SMU has embarked on a multiyear programme entitled “SMU Bank for Financial Services Education”, referred to as “SMU Teaching Bank“ (or “SMU tBank”). Starting from a clean sheet, we are building a “teaching bank” from the ground up, using today’s architecture best practices.
“The mission of SMU tBank is to become a world class ‘teaching bank’, generating an on-going supply of undergrad and postgrad student projects whereby classroom learning outcomes can be put into practice, leveraging industry leading banking software and enterprise platforms.”
Principle 1 - SMU tBank shall exist for academic purposes only, to support banking related coursework, labs, and student projects.
Principle 2 - SMU tBank shall align to, and inform, SMU’s Unified Banking Process Framework.
Principle 3 - SMU tBank shall be assembled using a mixture of vendor products, in order to demonstrate real world large-scale change scenarios, for example:
Retail Banking – Students use SMU tBank to learn banking processes such as; account opening, credit evaluation, loan repayments, fund transfers, foreign exchange, standing instructions, GIRO, mobile payments, Two-Factor-Authentication, ATM network management, real-time customer specific promotion offers. Lab questions assess the students understanding of both bank processes as well as financial accounting.
Enterprise Integration – Students use SMU tBank to learn integration technologies such as; Message-Oriented-Middleware, and Service-Oriented-Architecture. Labs exercises include; building integration components that allow different applications in the bank to communicate, and drill-down visualizations of what is actually happen in the integration layer when a fund transfer is executed, for example.
Architectural Analysis – Students use a “lite” version of SMU tBank which is deployed on their laptops, to demonstrate their understanding of 3 main architecture principles; “resiliency” (ability to failover to a standby system), “concurrency” (handling large number of users), and “performance” (response time of the application).
Enterprise Architecture in Banking – Covers EA best practices in a banking context; alignment to business strategy, EA frameworks and tools, banking industry information models, enterprise platforms (SOA, BPM, BRMS, MDM, EDW), EA principles and design patterns, EA blueprints and roadmaps. Case studies on EA practices in banking. Case study on SMU tBank.
In-Memory Data Grid Use Cases in Banking – Covers performance improvements of data caching, eg; characterization of response times with and without a data cache in front of the core banking system, and the resulting impact on customer satisfaction. Also covers the economics of caching data in front of the core banking system, eg; the cost saving in MIPS incurred on mainframe systems. Covers how massive-scale in-memory data grid technology is used to enable real-time cross-sell to banking customers, eg; next best offers pending in memory, triggered on the next customer interaction. Covers real-time fraud detection.
Core Banking System Replacement – Covers the scenario where a core banking system is replaced, eg; Oracle Flexcube is replaced with Infosys Finacle.
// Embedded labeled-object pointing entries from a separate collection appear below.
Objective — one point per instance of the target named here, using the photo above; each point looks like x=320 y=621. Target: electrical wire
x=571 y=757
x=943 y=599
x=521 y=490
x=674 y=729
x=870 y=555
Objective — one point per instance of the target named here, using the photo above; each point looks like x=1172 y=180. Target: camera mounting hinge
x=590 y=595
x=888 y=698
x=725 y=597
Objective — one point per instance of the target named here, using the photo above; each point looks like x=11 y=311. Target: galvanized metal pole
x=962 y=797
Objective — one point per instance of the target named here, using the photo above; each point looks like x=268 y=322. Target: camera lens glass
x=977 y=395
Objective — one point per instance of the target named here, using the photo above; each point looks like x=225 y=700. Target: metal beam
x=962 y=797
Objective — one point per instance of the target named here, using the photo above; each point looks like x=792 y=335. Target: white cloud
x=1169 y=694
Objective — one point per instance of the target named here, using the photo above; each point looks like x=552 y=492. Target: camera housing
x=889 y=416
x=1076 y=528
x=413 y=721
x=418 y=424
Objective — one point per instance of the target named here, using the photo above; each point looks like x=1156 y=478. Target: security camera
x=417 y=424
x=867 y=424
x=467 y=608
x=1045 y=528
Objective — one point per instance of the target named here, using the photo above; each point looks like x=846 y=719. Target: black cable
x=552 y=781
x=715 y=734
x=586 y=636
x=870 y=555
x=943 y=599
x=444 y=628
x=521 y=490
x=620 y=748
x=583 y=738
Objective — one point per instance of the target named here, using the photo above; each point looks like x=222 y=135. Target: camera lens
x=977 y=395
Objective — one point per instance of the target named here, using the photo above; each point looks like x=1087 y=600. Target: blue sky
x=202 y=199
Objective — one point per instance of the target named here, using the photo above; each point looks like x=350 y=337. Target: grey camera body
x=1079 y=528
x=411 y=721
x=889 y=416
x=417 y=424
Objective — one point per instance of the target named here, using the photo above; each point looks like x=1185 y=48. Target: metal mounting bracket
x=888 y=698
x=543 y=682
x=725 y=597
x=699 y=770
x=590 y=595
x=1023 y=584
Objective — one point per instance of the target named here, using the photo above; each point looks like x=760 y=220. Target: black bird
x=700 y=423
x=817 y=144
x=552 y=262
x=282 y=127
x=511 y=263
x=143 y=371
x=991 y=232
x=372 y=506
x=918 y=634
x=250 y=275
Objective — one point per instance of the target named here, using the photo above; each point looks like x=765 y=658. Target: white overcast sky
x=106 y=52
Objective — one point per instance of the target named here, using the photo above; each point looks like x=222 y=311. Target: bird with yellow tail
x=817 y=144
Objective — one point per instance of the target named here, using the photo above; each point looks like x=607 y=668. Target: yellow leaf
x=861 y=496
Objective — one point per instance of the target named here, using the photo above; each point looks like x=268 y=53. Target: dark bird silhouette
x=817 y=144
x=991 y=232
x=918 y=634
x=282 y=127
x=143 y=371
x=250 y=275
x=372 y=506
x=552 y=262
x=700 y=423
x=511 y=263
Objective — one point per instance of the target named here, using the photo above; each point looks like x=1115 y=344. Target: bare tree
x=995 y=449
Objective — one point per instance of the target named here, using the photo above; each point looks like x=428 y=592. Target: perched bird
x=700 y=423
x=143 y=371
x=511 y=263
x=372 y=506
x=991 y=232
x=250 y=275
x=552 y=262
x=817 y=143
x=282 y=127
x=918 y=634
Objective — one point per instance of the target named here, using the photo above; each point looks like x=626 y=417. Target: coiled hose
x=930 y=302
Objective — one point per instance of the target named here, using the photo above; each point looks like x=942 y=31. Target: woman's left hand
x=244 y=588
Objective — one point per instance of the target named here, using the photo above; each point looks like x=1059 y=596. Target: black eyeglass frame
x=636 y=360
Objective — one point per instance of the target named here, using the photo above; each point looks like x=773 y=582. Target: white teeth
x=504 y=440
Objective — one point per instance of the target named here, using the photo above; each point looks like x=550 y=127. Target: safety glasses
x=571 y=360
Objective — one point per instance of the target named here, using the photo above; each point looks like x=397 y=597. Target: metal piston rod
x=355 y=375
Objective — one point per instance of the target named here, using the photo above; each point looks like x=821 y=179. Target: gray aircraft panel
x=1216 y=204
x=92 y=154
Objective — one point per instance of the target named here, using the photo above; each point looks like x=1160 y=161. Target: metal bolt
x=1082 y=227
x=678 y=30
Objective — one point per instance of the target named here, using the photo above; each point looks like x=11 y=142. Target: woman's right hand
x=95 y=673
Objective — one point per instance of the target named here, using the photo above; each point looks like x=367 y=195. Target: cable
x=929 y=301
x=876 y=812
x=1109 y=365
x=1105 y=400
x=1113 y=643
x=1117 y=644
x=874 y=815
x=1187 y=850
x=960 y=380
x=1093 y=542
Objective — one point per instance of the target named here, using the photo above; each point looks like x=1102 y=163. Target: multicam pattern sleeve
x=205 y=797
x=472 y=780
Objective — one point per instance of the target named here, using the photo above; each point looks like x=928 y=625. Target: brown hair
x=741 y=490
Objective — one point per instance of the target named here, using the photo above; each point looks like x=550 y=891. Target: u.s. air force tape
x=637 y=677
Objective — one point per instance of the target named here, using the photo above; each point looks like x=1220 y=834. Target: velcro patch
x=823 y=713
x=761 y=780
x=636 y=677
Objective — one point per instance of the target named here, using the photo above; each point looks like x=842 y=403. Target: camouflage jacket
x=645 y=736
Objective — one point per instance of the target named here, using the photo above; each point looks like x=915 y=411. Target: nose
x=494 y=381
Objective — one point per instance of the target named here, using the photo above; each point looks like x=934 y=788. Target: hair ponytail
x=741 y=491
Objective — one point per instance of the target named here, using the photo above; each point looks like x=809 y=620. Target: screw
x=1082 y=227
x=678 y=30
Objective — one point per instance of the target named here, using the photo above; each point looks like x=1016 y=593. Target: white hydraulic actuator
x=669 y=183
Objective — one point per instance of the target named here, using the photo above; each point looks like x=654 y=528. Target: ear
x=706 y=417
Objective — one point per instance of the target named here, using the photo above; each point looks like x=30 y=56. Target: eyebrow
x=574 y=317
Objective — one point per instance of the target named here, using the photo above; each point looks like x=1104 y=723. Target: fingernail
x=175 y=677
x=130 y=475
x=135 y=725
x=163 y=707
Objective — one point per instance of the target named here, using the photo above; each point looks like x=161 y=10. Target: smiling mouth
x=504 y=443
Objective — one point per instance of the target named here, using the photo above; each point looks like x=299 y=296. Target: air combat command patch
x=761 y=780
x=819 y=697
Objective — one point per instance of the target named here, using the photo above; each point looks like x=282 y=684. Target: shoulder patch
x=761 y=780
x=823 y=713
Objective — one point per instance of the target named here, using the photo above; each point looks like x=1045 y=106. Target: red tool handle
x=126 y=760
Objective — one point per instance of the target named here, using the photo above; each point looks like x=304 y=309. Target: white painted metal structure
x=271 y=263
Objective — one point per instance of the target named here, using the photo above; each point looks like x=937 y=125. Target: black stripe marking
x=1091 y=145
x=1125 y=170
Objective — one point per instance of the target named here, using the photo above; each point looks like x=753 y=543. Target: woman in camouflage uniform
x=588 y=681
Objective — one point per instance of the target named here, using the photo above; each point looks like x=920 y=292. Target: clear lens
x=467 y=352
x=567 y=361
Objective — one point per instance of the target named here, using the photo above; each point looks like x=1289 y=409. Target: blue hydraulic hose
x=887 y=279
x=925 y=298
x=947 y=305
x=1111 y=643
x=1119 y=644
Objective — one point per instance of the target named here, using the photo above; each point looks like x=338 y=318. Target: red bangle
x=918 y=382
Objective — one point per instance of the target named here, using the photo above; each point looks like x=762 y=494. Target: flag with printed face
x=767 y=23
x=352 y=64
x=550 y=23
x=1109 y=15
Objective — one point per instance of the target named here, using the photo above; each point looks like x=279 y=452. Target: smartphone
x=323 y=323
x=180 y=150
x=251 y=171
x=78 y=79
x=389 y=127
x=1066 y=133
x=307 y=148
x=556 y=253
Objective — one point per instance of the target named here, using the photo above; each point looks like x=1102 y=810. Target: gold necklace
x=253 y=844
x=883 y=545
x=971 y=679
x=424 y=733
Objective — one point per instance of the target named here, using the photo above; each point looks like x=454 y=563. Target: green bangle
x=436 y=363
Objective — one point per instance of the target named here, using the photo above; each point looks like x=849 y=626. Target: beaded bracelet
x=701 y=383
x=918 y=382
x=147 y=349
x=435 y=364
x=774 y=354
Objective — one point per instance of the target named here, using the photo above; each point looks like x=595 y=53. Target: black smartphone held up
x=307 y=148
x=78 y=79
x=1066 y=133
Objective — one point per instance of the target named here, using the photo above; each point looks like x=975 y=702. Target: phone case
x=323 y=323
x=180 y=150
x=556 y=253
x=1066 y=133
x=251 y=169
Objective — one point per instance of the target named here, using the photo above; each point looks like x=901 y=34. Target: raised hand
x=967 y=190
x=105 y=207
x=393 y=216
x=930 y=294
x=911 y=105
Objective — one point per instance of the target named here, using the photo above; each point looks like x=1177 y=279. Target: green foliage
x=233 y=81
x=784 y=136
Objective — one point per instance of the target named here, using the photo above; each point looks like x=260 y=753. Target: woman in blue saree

The transition from one system to the other can be done with minimum impact to banking channel applications, by using a flexible service oriented architecture. Using SMU tBank as a test bed, specific scenarios can be trialed in conjunction with actual banks in Singapore that want to participate in the study.
Bank Mergers: Technology Migration or Coexistence – Covers the scenario whereby one bank acquires another, and the combined bank needs to make decisions about which technology to keep or discard, and which technologies can coexist. The coexistence of different technologies across the two banks can be achieved with minimal impact to banking channels, by using a flexible enterprise platforms such as; SOA, BPM, BRMS, and MDM. Using SMU tBank as a test bed, specific scenarios can be trialed in conjunction with actual banks in Singapore that want to participate in the study.
Banking Industry Information Model – Covers the adoption of the Banking Industry Architecture Network (BIAN) Service Landscape as the enterprise data model for SMU tBank. The study will demonstrate, in actual practice, how an industry model can inform and optimize the decomposition of banking processes into reusable services.